Chris Dercons Volksbühne dagegen hat ins jetzt schon berühmte rote Programmbuch den Wahlspruch „I want to be free“ gedruckt. Man ist hier so frei, das Ensemble- und Repertoiretheater de facto abzuschaffen und das Theater als eine „Plattform“ für alles irgendwie Kunstige herzurichten. Auf dem Tempelhofer Feld geht es mit Tanz von Boris Charmatz und einer „Iphigenie“ von Mohammad al Attar los, im Großen Haus im November mit einem Beckett-Abend von Tino Sehgal weiter. In den Neunzigern habe Sehgal übrigens just an der Volksbühne verstanden, dass „in der Kunst alles möglich ist“. Die neue Volksbühne will jetzt beweisen, dass Stadttheater auch als „Dachmarke“ für alles Mögliche machbar ist. Das werden wir auch sehen.

So oder so wird alles an beiden Häusern unter dem Vorzeichen der vergangenen Debatten stehen. Unschuldig ist kein Gang ins Theater denkbar. Bleibt also die Frage, ob aus den zum Kulturkampf hochgeschaukelten Streitereien etwas zu lernen ist. Vielleicht dies: Sie haben der Stadt Berlin wie dem gesamten Theaterbetrieb einen Bewusstwerdungsschock verpasst.

Die Volksbühne unter Castorf war ja immer auch bestens als Projektionsfläche für die verschiedensten Sehnsüchte nach geistiger und ästhetischer Heimat geeignet. Ein Haus, das so widersprüchlich, schräg und schrill war, wie sich Berlin vor allem in den Neunzigern selbst verstand: Das Kaputte als Heilsversprechen. Jetzt ist Berlin zwar noch immer arm, aber nicht mehr kaputt, sondern chic und teuer. Die Selbsterzählung der Stadt geht auf Weltoffenheit, auf ein Hotspot-Dasein für Kreative und Kulturenvielfalt. Das aber so utopie- und anspruchslos, dass die Zukunft ein Grund zum Fürchten, nicht zum Hoffen ist. Berlin ist bloße Marke, ein produktorientierter Sammelplatz für lauter Minimarken, darunter auch die Theater.

Die Kulturpolitik des Berliner Kultursenators Tim Renner (der Dercon berufen hat) bis zum jetzigen Klaus Lederer (der Dercon am liebsten loswerden würde) hat sich diesem Sog zur Substanzlosigkeit nahezu völlig ergeben: Sie betreibt ihr Geschäft als Marketingmanagement – hier das „Experiment“ des „Neuen“ (Volksbühne), dort das gesicherte Stadttheatertum (BE). Wenn etwas an den vergangenen Debatten zuversichtlich stimmt, dann die Tatsache, dass sich die Stadtgesellschaft eine der Selbstherrlichkeit und Marktlogik verpflichtete Politik so nicht bieten lässt, auch wenn ihr außer Petitionen zu unterschreiben aktuell wenig zu tun bleibt. Aber künftig wird darauf zu drängen sein, derart weitreichende Entscheidung zuvor der öffentlichen Debatte zu überlassen, statt sich danach über die allgemeine Erregung zu wundern und politischerseits hinter Tatsachen zu verschanzen, die man selbst geschaffen hat.

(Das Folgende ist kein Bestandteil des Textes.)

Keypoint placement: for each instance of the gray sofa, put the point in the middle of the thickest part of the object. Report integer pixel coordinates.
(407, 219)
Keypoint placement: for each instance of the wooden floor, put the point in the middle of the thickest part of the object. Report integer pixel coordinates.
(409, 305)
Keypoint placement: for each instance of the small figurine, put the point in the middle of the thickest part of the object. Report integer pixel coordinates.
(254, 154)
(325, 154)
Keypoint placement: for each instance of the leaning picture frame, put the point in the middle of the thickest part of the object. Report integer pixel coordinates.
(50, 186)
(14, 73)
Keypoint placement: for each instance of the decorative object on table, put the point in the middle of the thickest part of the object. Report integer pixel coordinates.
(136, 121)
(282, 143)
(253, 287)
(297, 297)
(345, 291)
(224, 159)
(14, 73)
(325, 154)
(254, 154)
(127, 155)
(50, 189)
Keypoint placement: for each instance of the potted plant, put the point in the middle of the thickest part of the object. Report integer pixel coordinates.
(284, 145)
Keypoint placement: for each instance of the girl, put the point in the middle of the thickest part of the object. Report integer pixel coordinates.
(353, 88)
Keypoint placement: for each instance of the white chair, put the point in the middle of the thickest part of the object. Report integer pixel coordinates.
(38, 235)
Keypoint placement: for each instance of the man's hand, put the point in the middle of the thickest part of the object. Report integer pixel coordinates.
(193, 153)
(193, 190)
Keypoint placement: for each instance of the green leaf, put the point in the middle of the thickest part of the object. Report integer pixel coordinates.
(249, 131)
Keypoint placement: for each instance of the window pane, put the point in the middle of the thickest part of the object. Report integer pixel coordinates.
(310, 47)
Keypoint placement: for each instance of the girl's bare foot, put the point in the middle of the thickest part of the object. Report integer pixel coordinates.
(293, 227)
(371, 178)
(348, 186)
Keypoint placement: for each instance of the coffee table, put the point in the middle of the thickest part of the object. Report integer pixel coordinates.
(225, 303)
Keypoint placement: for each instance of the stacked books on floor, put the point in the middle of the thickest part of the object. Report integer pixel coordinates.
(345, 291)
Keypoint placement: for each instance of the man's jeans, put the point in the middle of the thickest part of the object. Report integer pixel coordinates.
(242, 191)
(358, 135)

Dennoch, im Grunde ist das für die Theaterstadt Berlin jetzt eine wunderbare Situation: Alle Versuche, das Theaterschaffen der Gegenwart zu schablonisieren, in fixe Kategorien und stabile Dualismen einzusortieren, dürfen als rundweg gescheitert betrachtet werden. Weder lassen sich Performance und Schauspiel noch das Kuratoren- und Intendantenwesen gegeneinander ausspielen. Was zeitgenössisches Stadt-Theater überhaupt sein soll, ist erst noch zu ermitteln. Und das derzeit hohe Aufkommen von Eiferern im Theaterbetrieb ist ein sicheres Anzeichen dafür, dass die Selbstverständlichkeiten nicht mehr gelten: Der Dogmatismus erlebt seine Sternstunden, wenn das zu Verteidigende längst vergangen ist.

Im übrigen gibt es auch noch andere Häuser in Berlin, die nach eigenen Wegen suchen. Patentrezepte werden sich jedenfalls nicht finden lassen, so viel lässt sich aus den Debatten auch mitnehmen. Der Rest ist Kunst, die sich gottlob weder vermessen noch planen oder kuratieren lässt. Es ist der entscheidende, wichtigste Rest.